In a clear break with the past, Mr Turnbull dumped older ministers and Abbott loyalists from senior government ranks, promoting women, moderates and talented young MPs – as well as rewarding key backers who helped him engineer his successful coup against Mr Abbott.

Apparently keen to stamp his own mark on the two-year-old government, the former lawyer and merchant banker also foreshadowed significant policy changes. Where his predecessor lauded coal as “good for humanity” and “an essential part of our economic future”, Mr Turnbull emphasised the importance of science, technology and innovation.

And where Mr Abbott insisted that federal funds be spent only on roads, leaving the states to grapple with public transport, the new Prime Minister – an enthusiastic user of buses, trains and ferries – said “we shouldn’t be discriminating between one form of transit and another... There is no place for ideology here at all”.

One of the staunch republican’s first acts may be to reverse Mr Abbott’s much mocked decision to resurrect Australian knights and dames – a move that, surreally, resulted in the fervent monarchist awarding a knighthood to Prince Philip, and which played a key role in his party’s decision to sack him.

Mr Turnbull described his new-look cabinet, which includes Australia’s first female Defence Minister, Marise Payne, and a new Treasurer, Scott Morrison, as a “21st-century government and a ministry for the future”. Among those elevated to the junior ministries are one of the country’s youngest ever federal frontbenchers, 25-year-old Wyatt Roy, and its first indigenous federal minister, Ken Wyatt.

In with the new means out with the old, and not all of the old went quietly.
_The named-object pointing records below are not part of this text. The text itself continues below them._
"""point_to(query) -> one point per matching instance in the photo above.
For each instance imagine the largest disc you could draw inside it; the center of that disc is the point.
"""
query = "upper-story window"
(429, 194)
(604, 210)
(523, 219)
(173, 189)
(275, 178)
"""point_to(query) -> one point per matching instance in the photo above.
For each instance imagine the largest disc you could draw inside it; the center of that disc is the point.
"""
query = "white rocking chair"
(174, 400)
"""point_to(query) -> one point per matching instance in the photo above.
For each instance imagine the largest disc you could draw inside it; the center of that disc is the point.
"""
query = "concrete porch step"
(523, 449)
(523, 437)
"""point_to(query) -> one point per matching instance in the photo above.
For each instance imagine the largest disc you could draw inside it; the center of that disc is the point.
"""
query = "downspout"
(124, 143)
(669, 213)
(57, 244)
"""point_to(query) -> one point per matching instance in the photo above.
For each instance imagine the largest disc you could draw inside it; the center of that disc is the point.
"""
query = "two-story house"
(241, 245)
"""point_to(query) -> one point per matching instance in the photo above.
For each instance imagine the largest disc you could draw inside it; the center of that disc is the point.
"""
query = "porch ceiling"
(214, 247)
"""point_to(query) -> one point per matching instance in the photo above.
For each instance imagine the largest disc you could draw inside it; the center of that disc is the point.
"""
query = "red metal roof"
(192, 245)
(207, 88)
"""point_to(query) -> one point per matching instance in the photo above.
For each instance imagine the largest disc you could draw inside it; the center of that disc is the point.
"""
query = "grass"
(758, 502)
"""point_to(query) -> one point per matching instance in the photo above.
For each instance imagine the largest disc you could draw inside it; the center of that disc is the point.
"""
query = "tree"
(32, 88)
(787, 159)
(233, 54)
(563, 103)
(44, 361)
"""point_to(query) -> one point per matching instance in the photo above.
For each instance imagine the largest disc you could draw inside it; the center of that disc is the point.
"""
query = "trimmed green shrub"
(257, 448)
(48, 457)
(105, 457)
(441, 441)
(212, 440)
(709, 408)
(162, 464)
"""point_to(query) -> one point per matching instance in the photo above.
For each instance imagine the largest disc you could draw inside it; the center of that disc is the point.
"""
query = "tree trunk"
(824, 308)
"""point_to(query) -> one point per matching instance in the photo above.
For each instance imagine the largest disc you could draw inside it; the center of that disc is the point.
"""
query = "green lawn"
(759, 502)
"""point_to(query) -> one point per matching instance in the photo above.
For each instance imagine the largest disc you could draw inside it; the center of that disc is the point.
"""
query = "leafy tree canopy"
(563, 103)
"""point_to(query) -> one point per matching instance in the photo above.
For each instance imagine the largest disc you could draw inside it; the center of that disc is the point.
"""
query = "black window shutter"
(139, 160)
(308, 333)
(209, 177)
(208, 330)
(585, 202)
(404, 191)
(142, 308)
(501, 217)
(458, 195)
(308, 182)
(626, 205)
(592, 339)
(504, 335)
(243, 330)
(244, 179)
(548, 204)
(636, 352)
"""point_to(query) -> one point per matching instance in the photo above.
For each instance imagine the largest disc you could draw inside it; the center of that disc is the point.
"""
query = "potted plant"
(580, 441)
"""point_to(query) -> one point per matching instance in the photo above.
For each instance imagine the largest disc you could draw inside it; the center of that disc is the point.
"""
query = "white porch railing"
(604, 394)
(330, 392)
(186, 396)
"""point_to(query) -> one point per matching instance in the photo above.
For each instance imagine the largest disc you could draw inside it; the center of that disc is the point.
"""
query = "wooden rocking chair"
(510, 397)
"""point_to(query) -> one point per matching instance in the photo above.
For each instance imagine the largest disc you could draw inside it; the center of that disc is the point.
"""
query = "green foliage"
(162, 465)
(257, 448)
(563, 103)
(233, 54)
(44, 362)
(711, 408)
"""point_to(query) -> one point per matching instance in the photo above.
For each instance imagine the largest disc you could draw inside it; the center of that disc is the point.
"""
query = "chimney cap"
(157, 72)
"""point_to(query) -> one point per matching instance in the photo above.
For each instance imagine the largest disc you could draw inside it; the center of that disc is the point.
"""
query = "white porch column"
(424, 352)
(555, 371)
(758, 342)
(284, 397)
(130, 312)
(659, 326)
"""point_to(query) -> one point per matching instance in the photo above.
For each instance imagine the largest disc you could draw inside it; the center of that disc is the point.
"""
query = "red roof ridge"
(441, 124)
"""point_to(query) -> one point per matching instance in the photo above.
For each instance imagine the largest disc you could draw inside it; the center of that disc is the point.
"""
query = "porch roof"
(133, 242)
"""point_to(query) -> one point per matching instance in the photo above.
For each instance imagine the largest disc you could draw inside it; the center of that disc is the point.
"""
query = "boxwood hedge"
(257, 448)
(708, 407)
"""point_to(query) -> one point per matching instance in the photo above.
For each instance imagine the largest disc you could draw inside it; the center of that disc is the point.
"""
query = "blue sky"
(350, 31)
Kevin Andrews, sacked as Defence Minister, pre-empted Mr Turnbull’s announcement by calling his own media conference at which he warned that the move would harm the government’s relations with the military. Meanwhile, a right-wing backbencher, Cory Bernardi, warned that if the new leader lurched too far to the left, he could split the governing Liberal-National Party coalition.

Women still constitute only one-quarter of the Cabinet – but that is a big increase on 2013, when the newly elected Mr Abbott appointed just one woman. By the time he was dispatched to the backbenches last week, that figure had inched up to two.

Another big change: the Minister for Women is now a woman, Michaelia Cash. Denounced for sexism and misogyny by former Prime Minister Julia Gillard, Mr Abbott gave himself that role, and did nothing for women.

His knighthood for Prince Philip last January, following a disastrous first Budget and a succession of poor opinion polls, was the last straw for some of his colleagues. Less than a fortnight later, Mr Abbott faced a mutiny by backbenchers who tried, unsuccessfully, to trigger a leadership challenge.

After that crisis, he asked his Liberal Party for six months to put things right. He was given seven, but proved incapable of change. Now all eyes are on his successor.